Engineering the

Casimir Forces:

theoretical and experimental perspectives

Engineering the

Casimir Forces:

theoretical and experimental perspectives

The study of the Casimir force is an active area of theoretical physics and recent developments in experimental techniques are leading to new measurements of the Casimir force and presenting new challenges for theorists in the domains of both the quantum Casimir effect and the critical Casimir effect. A number of fundamental questions about the Casimir force are becoming accessible experimentally, two of particular importance are (i) the nature of the statistical fluctuations of the Casimir force and (ii) the behaviour of the Casimir effect out off equilibrium, both its relaxation to its equilibrium value and its behaviour in non-equilibrium and driven systems. It is also clear that in many contexts the Casimir effect is far from being an ideal one, and a good understanding of the effects of disorder and non-ideal material properties on the Casimir effect may be necessary to interpret experiments but also be practically important in order to engineer the Casimir effect.

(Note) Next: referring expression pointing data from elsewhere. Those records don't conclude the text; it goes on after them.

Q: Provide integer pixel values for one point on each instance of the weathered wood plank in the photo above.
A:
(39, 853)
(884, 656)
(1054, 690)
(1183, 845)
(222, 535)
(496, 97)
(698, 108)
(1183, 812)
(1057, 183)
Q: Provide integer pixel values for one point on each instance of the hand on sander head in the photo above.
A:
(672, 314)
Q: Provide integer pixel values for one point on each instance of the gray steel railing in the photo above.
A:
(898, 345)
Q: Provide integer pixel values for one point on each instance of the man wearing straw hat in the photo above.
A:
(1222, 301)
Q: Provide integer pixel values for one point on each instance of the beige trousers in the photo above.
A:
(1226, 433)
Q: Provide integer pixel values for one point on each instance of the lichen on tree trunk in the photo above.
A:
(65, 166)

The workshop will gather theorists and experimentalists working on the Casimir effect as well as experts in out of equilibrium classical and quantum statistical mechanics and disordered systems. The emphasis of the lectures will be to identify the experimental challenges in Casimir force measurements as well as the theoretical challenges needed to interpret the experiments. In particular we would like to invite experts on out of equilibrium dynamics and disordered systems to lecture on the possible applications of their field in the Casimir effect. We would also like to identify eventual technical challenges related the realization of Casimir devices and discuss the possibility of modulating the Casimir effect, in particular how the sign of the interaction could be controlled in a single experimental systems.